Il piacere di giocare assieme, di pazziare all’amore e all’amicizia, al sesso e ai sentimenti, l’abbiamo ereditato dal nostro Passato animale, dice Nietzsche.
E chissà quante volte, in quel Passato, dovettero essere condivise «le stesse manifestazioni del piacere», e quanto e come ci si compiacque di essere l’uno «a contatto» con l’altro, l’uno e l’altro reciprocamente a confondersi in una «mancanza d’essere», l’uno e l’altro insieme a saltare nel Vuoto di io e tu, al di là di soggetto e oggetto di desiderio, e così ripetere l’Appetito d’oltre, ripetere la Passione d’altro… chissà quante volte, a furia di ripetere questo pathos, e di assecondarlo nella sua «esaltazione», l’uomo è giunto a fantasticare una sua idea di Simpatia e a circumnavigare i dintorni di qualcosa come «il senso dell’essere uguale».
Qualcosa, come l’essere compresi, tutti assieme, in uno stesso linguaggio: ciascuno a parlare il desiderio, che ha o che è, dell’altro.
La Simpatia, va da sé, non è tra «uguali». La Simpatia non è una monotonia: la Simpatia è tra toni «differenti». Di «uguale» non c’è che il Vuoto di cui entrambi godono quando entrano «in contatto»: quando cioè l’uno è all’altro il mezzo per accedere nell’aldilà del desiderio, e ripetere così il Passato Eterno – quello che manca a tutti i toni nella loro solitudine, il «loro» Uguale Irrappresentabile. Il «ciò che è», il Sempre, che giace sul fondo della Vita, l’inattaccabile «aldilà» di tutte le rappresentazioni che ce ne facciamo circumnavigandolo con le nostre parole.

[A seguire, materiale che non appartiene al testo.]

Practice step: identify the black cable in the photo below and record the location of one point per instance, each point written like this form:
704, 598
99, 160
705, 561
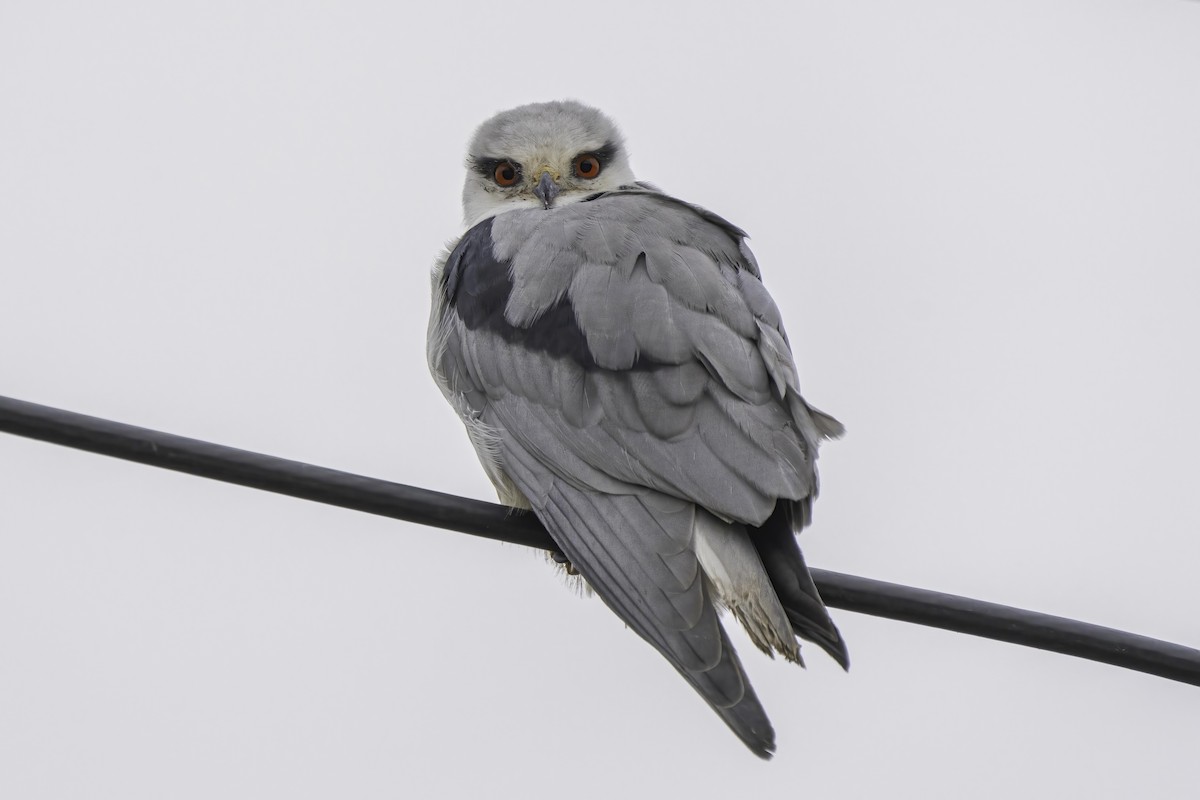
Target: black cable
400, 501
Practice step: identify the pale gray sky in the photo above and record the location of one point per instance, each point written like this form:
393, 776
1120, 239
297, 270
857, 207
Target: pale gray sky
217, 218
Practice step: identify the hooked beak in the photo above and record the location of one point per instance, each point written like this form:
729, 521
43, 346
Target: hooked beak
546, 190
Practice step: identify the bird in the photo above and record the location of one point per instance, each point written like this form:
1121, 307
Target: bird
623, 373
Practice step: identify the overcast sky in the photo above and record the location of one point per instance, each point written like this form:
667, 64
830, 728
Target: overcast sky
982, 222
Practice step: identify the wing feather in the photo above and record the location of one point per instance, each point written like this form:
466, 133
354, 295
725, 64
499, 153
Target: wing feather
625, 371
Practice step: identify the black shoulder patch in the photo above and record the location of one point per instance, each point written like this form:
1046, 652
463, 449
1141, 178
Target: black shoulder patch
478, 284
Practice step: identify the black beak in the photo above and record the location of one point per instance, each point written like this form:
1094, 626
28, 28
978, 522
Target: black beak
546, 190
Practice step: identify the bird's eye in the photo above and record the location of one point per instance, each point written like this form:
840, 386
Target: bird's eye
505, 173
587, 166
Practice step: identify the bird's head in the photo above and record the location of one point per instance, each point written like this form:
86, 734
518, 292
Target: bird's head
541, 156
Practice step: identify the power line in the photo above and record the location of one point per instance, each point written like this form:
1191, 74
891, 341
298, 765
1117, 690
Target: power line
426, 507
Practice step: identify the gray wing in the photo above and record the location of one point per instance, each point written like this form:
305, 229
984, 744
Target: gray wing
623, 356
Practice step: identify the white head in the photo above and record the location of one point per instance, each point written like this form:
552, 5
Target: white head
541, 156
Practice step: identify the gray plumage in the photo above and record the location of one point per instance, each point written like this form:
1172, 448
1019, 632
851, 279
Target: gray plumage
623, 373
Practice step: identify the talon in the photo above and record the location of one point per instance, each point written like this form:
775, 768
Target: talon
565, 561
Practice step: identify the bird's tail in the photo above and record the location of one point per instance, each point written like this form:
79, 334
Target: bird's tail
780, 553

Siamo animali erotici, macchine desideranti, i cui flussi di desiderio tra loro si combinano e si scombinano instancabilmente in cerca del pertugio per cui di là passare, e tornare a ripetere l’Eterna Ripetizione, la Defaillance Eterna che l’Oblio accusa allorché «rivolge la parola» all’uomo.
Siamo macchine linguistiche che fanno parlare il «piacere» che l’una ha o è, a fare eco all’altra. Siamo soci linguistici – tenuti assieme da una sola Metafora Antica, dal piacere che proviamo a essere l’uno cassa di risonanza del Passato dell’altro, di vibrare solo a sentire l’uno la Presenza dell’altro, fosse anche vissuto migliaia di anni fa.
Noi soli ci facciamo «incantare» a tal punto da quel Passato, da fare nostra la sua «debolezza» linguistica, da accogliere e dare voce alla sua Domanda «difettosa», fino a spingerci nella Pazziella di scandire gli infiniti toni possibili della sua Rappresentazione. Fino cioè a mettere in scena le maschere dei suoi continui travestimenti e a tracciare i luoghi dei suoi sonnambolici spostamenti, spacciando, di volta in volta, per realtà i suoi mutevoli «presenti», le sue mode, le sue vanità.
Noi soli diamo voce alla Fuga dal nostro Essere, all’avventura nel Simbolico, a inseguire e perseguire la Metafora ovunque essa ci trasporti, nel «piacere» di giocare assieme all’altro: giocare alla Ripetizione di quel gioco là, che ci fa ancora fantasticare accordi e simpatie, gioie e dolori condivisi, «materia prima» di un antico istinto sociale. Così potente da indurci a fare del «piacere» che raccattiamo a ogni «simpatia», sia essa reale o immaginaria, il Principio della nostra Langue.
Il «piacere» è la «materia psichica», l’Anima del nostro linguaggio. Non è né mio né tuo questo «istinto» linguistico. E non è nemmeno della Società, anche se è di «associazioni» che esso si nutre.
Il «piacere» è nel contatto, e il suo aldilà è nello spazio aperto, nel vuoto creato e ricreato tra quelli che si compiacciono. È negli squarci che si aprono nella trama delle nostre rappresentazioni. Non è né soggettivo, né collettivo – dice Deleuze.
Il «piacere» è intersoggettivo: è «ciò che è» tra due differenze, il Miraggio dell’Uguale in cui esse godono a confondersi e incantarsi reciprocamente.